I presented an example of access to an array: read and write. The aspect of this that puzzles me is the unexpected win of the storage scheme where the accessed entries of the array are not adjacent in memory. Is there an explanation to this? Anyone knows?
For easier reference, the code is abbreviated here:
for i in 1:size(v, 1)
x, y, z = v[i, 1], v[i, 2], v[i, 3]
v[i, 1], v[i, 2], v[i, 3] = 2x, x*y, x*z
for i in 1:size(v, 2)
x, y, z = v[1, i], v[2, i], v[3, i]
v[1, i], v[2, i], v[3, i] = 2x, x*y, x*z
v5 = rand(1000000, 3);
v6 = rand(3, 1000000);
@btime f5!($v5) # 1.518 ms (0 allocations: 0 bytes) <========== FASTER!?
@btime f6!($v6) # 1.739 ms (0 allocations: 0 bytes)
This is basically a Struct Of Array (SoA) vs Array of Struct (AoS) layout difference where
v5 is SoA and
v6 is AoS.
f5! the loop is unrolled by a factor of 4 and then the body does something like:
tmp_x = v[i:i+4, 1]
tmp_y = v[i:i+4, 2]
tmp_z = v[i:i+4, 3]
v[i:i+4, 1] = 2 * tmp_x
v[i:i+4, 2] = tmp_x * tmp_y
v[i:i+4, 3] = tmp_x * tmp_z
i += 4
where all the operations on the
tmp_ variables are SIMD operations.
In the second case you cannot really do like this because the memory layout mixes the different components (
[x, y, z, x, y, z, ...]) so you cannot operate easily on a “chunk” of e.g.
This sounds like a good explanation. It does require fetching data from widely separated memory locations, though.
I’d recommend adding
@inbounds @simd. In this case, with 3 million doubles in an array (about 22.8 megabytes), this well exceeds the amount of L3 cache most CPUs have, making this operation memory bottle-necked.
At small sizes, with
@inbounds @simd, I’d expect the struct of arrays version to be much faster.
This distance isn’t really important. If they were three disjoint arrays, they’d likely be even further apart. Would you expect accessing memory in more than one array at a time to be slow?
Right, and there are multiple cache lines, and each (of two, in this case) array can be cached in its own line, without contention most likely.
Two? This is a read-write on a single array, isn’t it?

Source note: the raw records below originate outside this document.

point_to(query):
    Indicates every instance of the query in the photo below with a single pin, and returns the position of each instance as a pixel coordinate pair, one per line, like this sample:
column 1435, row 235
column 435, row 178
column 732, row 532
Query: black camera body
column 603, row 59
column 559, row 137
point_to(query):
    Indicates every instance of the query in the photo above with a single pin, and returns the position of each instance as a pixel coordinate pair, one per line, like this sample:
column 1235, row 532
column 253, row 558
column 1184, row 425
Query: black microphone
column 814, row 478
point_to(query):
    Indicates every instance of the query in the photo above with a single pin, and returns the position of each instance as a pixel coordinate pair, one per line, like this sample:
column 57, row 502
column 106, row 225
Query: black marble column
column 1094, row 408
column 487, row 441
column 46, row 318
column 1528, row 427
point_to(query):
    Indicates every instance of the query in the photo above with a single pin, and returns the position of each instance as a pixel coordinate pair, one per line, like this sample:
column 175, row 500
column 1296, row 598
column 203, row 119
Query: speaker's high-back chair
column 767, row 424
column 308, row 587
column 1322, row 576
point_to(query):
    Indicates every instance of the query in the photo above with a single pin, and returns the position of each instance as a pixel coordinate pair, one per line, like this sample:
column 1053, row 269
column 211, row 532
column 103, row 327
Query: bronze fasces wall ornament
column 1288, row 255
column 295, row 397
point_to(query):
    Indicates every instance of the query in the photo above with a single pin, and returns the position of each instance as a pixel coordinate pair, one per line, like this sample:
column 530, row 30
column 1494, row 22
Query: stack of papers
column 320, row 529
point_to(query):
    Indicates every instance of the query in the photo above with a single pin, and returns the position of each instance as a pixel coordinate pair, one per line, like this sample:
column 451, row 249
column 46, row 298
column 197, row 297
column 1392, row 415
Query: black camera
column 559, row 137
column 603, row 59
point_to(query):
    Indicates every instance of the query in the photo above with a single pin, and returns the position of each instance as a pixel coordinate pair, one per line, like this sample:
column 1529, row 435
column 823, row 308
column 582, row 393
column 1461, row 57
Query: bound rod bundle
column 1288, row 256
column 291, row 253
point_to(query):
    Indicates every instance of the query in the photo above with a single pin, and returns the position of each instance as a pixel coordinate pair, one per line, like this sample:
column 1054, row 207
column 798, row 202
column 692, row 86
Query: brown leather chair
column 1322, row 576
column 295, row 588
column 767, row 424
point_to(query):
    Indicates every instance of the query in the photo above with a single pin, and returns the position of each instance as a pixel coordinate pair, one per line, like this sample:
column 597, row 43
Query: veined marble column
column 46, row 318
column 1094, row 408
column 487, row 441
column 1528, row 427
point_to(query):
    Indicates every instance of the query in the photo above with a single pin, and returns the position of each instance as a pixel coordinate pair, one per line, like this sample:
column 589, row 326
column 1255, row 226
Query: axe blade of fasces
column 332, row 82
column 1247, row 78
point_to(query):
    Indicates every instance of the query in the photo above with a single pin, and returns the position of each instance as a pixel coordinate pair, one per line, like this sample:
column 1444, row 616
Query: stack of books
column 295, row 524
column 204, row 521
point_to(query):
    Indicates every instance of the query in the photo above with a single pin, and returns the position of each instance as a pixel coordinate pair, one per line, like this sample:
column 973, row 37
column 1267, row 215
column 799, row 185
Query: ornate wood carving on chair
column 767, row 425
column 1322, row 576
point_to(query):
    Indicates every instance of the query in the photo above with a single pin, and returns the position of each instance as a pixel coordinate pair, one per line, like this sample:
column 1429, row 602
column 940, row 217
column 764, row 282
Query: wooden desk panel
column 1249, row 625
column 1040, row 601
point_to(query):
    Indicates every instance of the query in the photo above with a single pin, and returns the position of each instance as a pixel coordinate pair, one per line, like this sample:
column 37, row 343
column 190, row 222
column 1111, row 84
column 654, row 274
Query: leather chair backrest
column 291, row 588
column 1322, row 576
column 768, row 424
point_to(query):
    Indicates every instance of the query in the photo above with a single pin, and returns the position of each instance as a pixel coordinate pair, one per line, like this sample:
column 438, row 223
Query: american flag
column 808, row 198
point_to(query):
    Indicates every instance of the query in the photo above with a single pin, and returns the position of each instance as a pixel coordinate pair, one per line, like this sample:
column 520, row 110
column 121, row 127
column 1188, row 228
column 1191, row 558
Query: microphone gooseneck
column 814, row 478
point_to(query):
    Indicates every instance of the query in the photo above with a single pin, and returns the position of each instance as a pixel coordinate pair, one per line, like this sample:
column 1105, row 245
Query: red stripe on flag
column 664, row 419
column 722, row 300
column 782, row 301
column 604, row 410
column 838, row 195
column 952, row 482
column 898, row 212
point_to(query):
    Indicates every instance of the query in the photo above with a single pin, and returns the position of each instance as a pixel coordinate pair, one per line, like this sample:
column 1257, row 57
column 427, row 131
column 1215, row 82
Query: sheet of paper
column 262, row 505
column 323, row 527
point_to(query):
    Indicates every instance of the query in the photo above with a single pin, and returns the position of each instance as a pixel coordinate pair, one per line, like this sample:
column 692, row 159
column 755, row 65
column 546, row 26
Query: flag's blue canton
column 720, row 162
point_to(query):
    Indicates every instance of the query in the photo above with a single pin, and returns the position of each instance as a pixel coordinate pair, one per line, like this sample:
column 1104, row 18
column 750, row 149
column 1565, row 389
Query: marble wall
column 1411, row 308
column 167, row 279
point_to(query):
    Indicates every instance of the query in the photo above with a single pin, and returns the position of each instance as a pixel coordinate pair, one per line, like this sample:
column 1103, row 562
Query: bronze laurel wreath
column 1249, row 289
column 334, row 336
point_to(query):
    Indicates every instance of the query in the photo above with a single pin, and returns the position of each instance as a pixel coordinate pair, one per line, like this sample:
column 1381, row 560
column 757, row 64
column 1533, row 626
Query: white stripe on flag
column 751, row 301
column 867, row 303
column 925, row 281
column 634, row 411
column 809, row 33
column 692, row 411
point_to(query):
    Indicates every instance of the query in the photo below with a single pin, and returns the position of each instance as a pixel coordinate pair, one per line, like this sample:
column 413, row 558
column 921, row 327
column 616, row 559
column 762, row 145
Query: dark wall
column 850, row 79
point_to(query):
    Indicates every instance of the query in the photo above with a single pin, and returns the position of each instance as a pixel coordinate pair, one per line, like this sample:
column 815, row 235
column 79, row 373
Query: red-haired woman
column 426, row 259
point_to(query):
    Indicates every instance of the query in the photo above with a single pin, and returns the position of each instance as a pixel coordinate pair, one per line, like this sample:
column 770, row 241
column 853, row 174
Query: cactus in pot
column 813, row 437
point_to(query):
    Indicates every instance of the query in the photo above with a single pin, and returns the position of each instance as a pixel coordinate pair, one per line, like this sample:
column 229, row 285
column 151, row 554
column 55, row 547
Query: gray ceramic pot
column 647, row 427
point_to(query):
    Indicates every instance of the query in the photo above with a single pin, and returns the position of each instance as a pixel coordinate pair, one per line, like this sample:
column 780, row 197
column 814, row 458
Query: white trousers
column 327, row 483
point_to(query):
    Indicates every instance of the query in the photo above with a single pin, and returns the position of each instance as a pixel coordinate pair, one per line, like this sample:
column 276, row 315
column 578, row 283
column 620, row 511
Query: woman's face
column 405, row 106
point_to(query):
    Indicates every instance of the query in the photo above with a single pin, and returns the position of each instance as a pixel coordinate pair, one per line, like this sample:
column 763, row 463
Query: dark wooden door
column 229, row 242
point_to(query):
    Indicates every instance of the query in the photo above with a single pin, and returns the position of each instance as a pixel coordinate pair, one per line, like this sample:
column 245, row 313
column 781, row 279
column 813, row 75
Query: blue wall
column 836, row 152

The cache doesn’t know what an array is. You mentioned distant memory locations, which are being accessed sequentially. I think you expect thrashing because you’re going back and forth between distant memory locations, accessing each sequentially. This access pattern is very common and caches are designed for it. As far as I know, this corresponds to cache lines. E.g. if you have 4 cache lines, and are accessing 5 distant memory regions sequentially, then I’d expect contention between the cache lines.